The accurate measurement of the thermal conductivity of hydrogen is crucial in efficiently integrating hydrogen into diverse applications that encompass storage, utilization, and production. This paper introduces strong intelligent algorithms capable of predicting the thermal conductivity of hydrogen-based binary gaseous mixtures consisting of carbon monoxide (CO), methane (CH4), and carbon dioxide (CO2), based on the mole fractions of these components, pressure, and temperature. To this end, four advanced intelligent models, namely Radial Basis Function (RBF), Cascade Forward Neural Network (CFNN), Multilayer Perceptron (MLP), and Generalized Regression Neural Network (GRNN) were developed.

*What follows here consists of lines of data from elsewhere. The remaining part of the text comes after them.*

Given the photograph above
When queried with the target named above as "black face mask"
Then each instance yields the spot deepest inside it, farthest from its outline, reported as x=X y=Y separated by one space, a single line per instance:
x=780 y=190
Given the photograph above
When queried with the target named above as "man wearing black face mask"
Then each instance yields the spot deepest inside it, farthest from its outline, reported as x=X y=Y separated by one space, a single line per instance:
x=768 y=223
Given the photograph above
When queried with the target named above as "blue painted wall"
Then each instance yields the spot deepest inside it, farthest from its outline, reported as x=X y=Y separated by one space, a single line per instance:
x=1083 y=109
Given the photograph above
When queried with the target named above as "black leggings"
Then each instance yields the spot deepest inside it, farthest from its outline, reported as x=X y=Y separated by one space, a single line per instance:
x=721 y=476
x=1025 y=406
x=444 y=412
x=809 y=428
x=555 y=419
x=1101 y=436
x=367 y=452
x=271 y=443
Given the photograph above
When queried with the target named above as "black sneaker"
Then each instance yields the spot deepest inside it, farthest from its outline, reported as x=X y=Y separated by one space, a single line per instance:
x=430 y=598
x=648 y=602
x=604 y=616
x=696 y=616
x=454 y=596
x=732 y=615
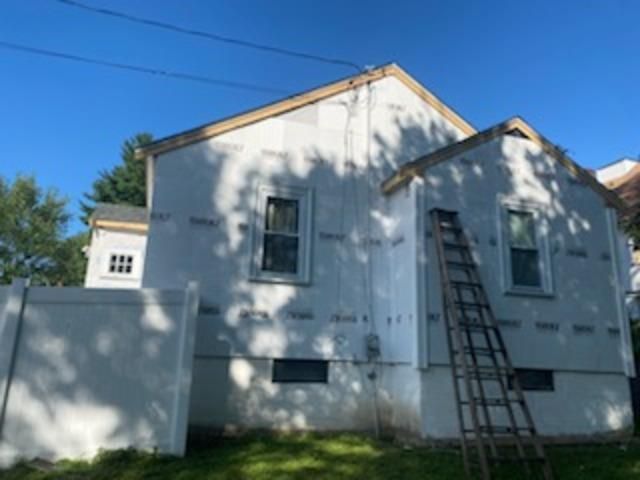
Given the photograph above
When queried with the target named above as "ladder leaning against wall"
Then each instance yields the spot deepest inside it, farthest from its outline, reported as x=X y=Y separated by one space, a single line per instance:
x=496 y=427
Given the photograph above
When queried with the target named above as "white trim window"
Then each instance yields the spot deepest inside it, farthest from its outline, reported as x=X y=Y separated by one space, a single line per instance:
x=282 y=235
x=121 y=264
x=525 y=250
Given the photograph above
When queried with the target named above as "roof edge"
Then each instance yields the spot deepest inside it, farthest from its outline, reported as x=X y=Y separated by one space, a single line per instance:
x=415 y=168
x=120 y=225
x=298 y=100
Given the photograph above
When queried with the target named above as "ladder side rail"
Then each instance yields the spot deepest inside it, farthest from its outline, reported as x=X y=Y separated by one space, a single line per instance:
x=538 y=447
x=480 y=296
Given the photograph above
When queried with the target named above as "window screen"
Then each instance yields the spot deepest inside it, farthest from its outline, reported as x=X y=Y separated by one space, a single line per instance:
x=523 y=247
x=302 y=371
x=281 y=236
x=531 y=379
x=121 y=264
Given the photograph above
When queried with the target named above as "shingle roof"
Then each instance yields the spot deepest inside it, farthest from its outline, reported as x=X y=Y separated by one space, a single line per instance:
x=119 y=213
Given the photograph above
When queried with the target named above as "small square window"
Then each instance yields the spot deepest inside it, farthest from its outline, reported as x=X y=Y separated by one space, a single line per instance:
x=300 y=371
x=534 y=380
x=121 y=264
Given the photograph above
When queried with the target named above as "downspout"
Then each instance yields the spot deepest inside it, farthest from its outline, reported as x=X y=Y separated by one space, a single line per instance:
x=623 y=321
x=150 y=167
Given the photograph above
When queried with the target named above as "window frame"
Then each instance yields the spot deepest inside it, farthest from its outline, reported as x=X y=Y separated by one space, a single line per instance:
x=135 y=264
x=304 y=197
x=541 y=228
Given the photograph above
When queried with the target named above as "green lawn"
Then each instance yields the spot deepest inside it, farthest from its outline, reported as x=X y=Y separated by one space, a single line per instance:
x=317 y=457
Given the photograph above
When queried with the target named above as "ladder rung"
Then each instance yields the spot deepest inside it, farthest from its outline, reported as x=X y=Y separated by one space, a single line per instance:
x=481 y=351
x=475 y=326
x=460 y=265
x=450 y=226
x=489 y=402
x=460 y=283
x=471 y=305
x=500 y=430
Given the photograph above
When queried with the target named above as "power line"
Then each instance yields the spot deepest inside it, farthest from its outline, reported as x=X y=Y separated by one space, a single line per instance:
x=208 y=35
x=135 y=68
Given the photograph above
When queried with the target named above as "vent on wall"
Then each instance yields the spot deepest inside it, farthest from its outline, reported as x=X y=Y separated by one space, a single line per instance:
x=534 y=379
x=300 y=371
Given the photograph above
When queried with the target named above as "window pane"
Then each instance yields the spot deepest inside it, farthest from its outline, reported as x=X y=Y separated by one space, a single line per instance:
x=282 y=215
x=280 y=253
x=525 y=268
x=522 y=231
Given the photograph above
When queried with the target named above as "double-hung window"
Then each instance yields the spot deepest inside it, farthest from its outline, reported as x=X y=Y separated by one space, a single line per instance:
x=527 y=268
x=282 y=231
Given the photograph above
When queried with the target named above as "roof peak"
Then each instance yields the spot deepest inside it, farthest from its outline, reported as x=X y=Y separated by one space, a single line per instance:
x=301 y=99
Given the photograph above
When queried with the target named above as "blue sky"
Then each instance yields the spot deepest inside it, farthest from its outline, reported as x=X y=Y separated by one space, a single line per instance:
x=571 y=68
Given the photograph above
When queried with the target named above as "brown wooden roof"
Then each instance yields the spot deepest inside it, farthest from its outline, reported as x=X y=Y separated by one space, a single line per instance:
x=416 y=168
x=299 y=100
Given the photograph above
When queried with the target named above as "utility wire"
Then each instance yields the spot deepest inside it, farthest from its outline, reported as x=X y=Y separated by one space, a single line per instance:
x=135 y=68
x=208 y=35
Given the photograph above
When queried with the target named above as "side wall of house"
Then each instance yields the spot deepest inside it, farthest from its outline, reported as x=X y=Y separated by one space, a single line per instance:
x=202 y=222
x=577 y=330
x=106 y=242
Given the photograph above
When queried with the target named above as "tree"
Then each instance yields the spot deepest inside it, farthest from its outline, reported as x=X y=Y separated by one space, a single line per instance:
x=33 y=224
x=123 y=184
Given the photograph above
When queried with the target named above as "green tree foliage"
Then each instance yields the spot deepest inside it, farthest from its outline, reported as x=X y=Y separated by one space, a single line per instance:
x=124 y=184
x=33 y=225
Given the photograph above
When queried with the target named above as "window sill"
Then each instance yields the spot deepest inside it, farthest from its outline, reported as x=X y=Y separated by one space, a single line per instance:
x=528 y=292
x=301 y=282
x=114 y=276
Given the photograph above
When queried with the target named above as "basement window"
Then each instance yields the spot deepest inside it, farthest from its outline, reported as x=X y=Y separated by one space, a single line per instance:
x=534 y=380
x=300 y=371
x=282 y=231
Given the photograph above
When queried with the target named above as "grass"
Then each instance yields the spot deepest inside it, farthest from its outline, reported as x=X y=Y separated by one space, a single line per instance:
x=318 y=457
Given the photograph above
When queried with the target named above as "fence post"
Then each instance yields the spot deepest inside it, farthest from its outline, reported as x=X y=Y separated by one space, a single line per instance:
x=10 y=324
x=185 y=366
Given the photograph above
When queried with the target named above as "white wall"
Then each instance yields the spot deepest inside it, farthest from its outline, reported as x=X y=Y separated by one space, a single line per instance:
x=325 y=146
x=104 y=243
x=94 y=368
x=583 y=405
x=577 y=331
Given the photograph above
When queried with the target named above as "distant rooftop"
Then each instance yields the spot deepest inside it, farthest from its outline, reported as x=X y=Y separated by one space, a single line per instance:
x=119 y=213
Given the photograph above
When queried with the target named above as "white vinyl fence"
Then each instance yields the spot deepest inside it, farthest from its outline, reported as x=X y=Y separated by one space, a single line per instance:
x=89 y=369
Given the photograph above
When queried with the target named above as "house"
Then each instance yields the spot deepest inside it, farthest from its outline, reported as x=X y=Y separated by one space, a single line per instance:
x=306 y=224
x=623 y=177
x=116 y=252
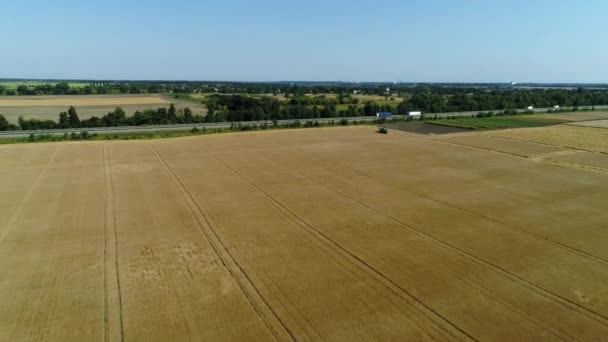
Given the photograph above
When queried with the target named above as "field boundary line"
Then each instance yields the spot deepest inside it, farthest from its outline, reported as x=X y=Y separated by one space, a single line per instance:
x=598 y=317
x=271 y=319
x=17 y=212
x=113 y=312
x=426 y=311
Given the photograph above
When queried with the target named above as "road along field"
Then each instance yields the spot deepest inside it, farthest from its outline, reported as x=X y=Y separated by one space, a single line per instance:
x=49 y=107
x=314 y=234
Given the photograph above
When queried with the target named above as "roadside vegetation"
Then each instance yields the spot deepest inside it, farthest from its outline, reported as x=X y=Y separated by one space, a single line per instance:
x=195 y=131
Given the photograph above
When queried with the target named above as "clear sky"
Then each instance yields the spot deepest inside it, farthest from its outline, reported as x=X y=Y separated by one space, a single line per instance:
x=262 y=40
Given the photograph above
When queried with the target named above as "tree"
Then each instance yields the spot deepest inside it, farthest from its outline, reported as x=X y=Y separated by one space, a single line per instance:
x=171 y=114
x=188 y=115
x=62 y=88
x=23 y=90
x=4 y=125
x=73 y=118
x=64 y=121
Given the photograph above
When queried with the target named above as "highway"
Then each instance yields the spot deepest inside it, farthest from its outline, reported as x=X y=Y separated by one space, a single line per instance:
x=219 y=125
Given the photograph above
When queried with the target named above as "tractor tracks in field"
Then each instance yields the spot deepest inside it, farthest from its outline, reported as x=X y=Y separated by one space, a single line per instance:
x=442 y=323
x=265 y=312
x=488 y=293
x=30 y=192
x=550 y=295
x=113 y=307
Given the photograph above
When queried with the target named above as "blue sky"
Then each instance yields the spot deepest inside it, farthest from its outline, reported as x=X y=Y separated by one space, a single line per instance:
x=432 y=40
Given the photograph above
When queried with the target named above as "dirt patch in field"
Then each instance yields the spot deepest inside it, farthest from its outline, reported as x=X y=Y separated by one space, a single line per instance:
x=314 y=234
x=583 y=138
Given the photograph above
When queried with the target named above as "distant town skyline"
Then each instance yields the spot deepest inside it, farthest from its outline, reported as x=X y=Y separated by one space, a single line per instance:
x=538 y=41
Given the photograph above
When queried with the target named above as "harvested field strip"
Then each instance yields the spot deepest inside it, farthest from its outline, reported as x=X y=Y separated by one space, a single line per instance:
x=384 y=176
x=497 y=122
x=480 y=185
x=175 y=286
x=19 y=209
x=272 y=321
x=50 y=262
x=333 y=205
x=113 y=318
x=576 y=137
x=533 y=190
x=395 y=288
x=279 y=281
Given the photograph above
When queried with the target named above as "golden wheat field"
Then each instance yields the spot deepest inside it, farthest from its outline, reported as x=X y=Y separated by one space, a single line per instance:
x=315 y=234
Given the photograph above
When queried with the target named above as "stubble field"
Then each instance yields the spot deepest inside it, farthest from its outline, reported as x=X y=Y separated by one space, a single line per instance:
x=317 y=234
x=49 y=107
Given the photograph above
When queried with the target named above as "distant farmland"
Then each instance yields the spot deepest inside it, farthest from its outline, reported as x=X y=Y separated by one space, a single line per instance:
x=49 y=107
x=330 y=234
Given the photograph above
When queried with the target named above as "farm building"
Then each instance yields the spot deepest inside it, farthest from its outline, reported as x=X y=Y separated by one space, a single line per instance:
x=384 y=115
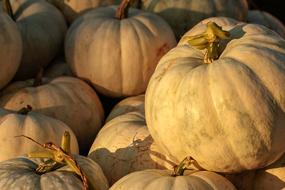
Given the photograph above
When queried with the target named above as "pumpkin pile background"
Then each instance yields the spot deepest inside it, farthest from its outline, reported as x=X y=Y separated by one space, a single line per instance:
x=154 y=94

After that, an analysis of graphical and statistical errors was conducted to further examine the precision of the proposed models. The findings revealed a strong alignment between the suggested models and experimental values. Additionally, among the developed models, the GRNN technique was identified as the superior forecasting approach with the (RMSE = 0.00129) and the highest value of the coefficient of determination, (R2 = 0.9987). Moreover, the sensitivity analysis of the GRNN model indicates that hydrogen composition has the highest influence on the thermal conductivity of hydrogen-based gaseous mixtures, as evidenced by the relevancy factor value of 0.881. The assessment of group errors also demonstrates that the proposed models exhibit high accuracy when confronted with higher temperatures and pressures. Ultimately, the Leverage analysis was employed to evaluate the dependability of the new paradigm, revealing that more than 97% of the data falls within the applicable range of the paradigm.